Result should be: a list of words with a length bigger than 9 , words should be lower and no punctuation in words, ***only three lines of code in the body of the function. The problem in my code is that is still adding punctuation to my word. I tried with checking just for one exmp. if ch not in one of those ->('-' or '"' or '!') or with r'[.,"!-]'.
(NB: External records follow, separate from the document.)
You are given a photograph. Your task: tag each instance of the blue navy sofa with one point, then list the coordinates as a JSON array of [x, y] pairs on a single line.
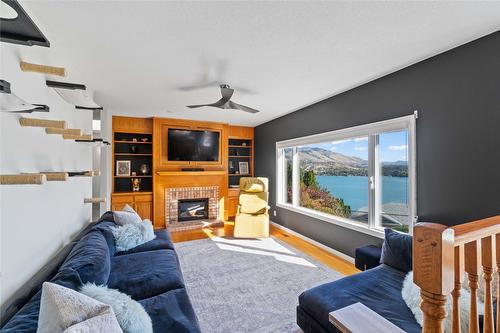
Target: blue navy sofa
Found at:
[[378, 288], [149, 273]]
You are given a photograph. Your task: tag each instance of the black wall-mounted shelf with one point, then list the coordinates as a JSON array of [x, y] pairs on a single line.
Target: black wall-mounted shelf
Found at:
[[21, 30]]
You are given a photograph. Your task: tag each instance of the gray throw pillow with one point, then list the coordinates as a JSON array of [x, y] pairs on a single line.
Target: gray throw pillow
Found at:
[[130, 314], [126, 216], [131, 235], [68, 311]]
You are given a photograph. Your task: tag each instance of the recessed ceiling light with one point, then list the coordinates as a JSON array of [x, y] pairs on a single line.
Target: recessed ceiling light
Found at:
[[7, 12]]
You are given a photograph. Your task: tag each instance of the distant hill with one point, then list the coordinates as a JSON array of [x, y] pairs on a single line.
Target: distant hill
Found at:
[[327, 162]]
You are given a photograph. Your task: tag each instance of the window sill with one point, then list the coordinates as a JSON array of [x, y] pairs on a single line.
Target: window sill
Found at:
[[379, 233]]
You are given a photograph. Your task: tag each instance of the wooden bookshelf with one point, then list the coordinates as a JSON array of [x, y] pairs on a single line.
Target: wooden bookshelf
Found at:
[[128, 145], [239, 149]]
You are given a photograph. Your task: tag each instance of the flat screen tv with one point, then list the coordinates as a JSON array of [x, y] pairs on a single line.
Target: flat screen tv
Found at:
[[193, 145]]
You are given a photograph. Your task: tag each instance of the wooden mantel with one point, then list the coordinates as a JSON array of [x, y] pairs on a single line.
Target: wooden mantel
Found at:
[[191, 173], [169, 174]]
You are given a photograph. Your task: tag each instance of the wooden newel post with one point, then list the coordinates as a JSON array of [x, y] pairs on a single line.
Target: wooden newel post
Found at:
[[433, 265]]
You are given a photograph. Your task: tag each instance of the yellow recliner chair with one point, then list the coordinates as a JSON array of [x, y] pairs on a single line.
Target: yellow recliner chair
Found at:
[[252, 216]]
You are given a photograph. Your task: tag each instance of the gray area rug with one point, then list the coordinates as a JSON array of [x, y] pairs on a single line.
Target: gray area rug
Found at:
[[249, 285]]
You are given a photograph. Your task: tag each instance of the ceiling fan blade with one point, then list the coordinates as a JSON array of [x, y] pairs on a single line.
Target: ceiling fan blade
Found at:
[[201, 85], [233, 105], [219, 104]]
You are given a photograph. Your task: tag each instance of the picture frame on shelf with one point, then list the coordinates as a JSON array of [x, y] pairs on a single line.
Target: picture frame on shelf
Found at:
[[243, 167], [123, 168]]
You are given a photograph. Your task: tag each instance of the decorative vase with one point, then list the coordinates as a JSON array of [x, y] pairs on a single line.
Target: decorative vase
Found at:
[[136, 184], [144, 169]]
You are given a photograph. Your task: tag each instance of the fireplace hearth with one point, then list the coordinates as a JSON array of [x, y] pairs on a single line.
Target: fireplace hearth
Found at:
[[192, 209]]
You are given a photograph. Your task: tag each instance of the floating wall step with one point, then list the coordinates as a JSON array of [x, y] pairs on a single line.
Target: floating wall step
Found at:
[[84, 173], [34, 122], [52, 176], [94, 200], [56, 176], [86, 137], [68, 131], [31, 178], [51, 70]]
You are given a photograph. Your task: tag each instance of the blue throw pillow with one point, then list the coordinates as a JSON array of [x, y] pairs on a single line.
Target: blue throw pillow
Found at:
[[105, 229], [397, 250], [90, 258]]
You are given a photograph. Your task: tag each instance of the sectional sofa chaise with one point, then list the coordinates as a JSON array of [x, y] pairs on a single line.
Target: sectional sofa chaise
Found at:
[[150, 273]]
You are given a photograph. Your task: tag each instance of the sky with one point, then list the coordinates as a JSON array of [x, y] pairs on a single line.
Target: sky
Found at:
[[393, 146]]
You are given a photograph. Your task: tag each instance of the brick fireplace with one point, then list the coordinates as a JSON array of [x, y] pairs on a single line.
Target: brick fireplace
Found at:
[[174, 195]]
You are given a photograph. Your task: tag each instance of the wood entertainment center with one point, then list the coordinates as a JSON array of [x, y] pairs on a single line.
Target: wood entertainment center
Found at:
[[145, 141]]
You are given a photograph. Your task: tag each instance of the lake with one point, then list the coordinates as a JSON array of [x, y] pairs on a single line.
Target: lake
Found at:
[[354, 189]]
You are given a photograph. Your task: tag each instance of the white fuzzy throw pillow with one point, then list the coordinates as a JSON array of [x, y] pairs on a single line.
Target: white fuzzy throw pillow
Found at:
[[68, 311], [131, 235], [130, 314], [411, 295], [126, 216]]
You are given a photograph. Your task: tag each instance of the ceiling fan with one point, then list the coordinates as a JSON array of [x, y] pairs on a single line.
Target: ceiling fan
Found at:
[[225, 102], [212, 73]]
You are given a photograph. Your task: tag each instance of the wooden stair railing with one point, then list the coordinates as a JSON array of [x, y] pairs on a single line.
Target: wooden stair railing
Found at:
[[441, 256]]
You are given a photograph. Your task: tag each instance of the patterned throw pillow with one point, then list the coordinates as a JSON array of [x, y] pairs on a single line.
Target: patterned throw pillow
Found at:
[[126, 216], [130, 314], [131, 235], [68, 311]]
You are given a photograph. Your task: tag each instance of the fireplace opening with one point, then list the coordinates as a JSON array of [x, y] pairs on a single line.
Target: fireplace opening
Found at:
[[192, 209]]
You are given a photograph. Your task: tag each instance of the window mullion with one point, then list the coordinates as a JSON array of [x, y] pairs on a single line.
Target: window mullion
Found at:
[[295, 178], [371, 181], [281, 183]]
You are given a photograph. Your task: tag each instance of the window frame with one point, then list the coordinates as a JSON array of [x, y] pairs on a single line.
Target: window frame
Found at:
[[371, 130]]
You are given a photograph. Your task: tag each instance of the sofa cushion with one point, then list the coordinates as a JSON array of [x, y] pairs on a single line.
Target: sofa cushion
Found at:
[[171, 312], [90, 258], [397, 250], [145, 274], [161, 242], [378, 288], [26, 319]]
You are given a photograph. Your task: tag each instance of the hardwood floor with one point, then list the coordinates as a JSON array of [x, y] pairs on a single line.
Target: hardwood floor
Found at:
[[327, 258]]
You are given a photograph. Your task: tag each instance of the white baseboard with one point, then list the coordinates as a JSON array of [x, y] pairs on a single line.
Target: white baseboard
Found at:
[[312, 241]]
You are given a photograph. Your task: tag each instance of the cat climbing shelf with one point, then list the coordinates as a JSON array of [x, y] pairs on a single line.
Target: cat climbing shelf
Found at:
[[75, 94], [94, 200], [61, 131], [23, 179], [43, 177], [42, 69], [35, 122], [10, 102]]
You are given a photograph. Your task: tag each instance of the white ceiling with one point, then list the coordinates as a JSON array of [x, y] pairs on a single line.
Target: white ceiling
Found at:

I also tried to open the file not using with and it worked, i got the result that i want but using this method i am not gonna respect the part with only 3 lines of code inside body function
import string
min_length = 9
with open('my_file.txt') as file:
content = ''.join([ch for ch in file if ch not in string.punctuation])
result = [word.lower() for word in content.split() if len(word)>min_length]
print(result)
'''my output:
['distinctly', 'repeating,', 'entreating', 'entreating', 'hesitating', 'forgiveness', 'wondering,', 'whispered,', '"lenore!"-', 'countenance', '"nevermore."', 'sculptured', '"nevermore."', 'fluttered-', '"nevermore."', '"doubtless,"', 'unmerciful', 'melancholy', 'nevermore\'."', '"nevermore."', 'expressing', 'nevermore!', '"nevermore."', '"prophet!"', 'undaunted,', 'enchanted-', '"nevermore."', '"prophet!"', '"nevermore."', 'upstarting-', 'loneliness', 'unbroken!-', '"nevermore."', 'nevermore!']
as you can see there are still words with punctuation
CodePudding user response:
I got this.
from string import punctuation
with open('test.txt') as f:
data = f.read().replace('\n','')
for a in punctuation:
data = data.replace(a,'')
data = list(set([a for a in data.split(' ') if len(a)>9]))
print(data)
output:
There is an empty list because in the given data there not a single word which has more than 9 letters.
CodePudding user response:
I believe this could be an appropriate solution:
from string import punctuation
with open('files/text.txt') as f:
print(set([a for a in f.read().translate(''.maketrans('', '', ''.join([ p for p in punctuation ]) '\n')).split(' ') if len(a)>9]))
However this is a crime against humanity in terms of readability and I would highly suggest you relax this three line requirement to allow your code to be more understandable in the long run.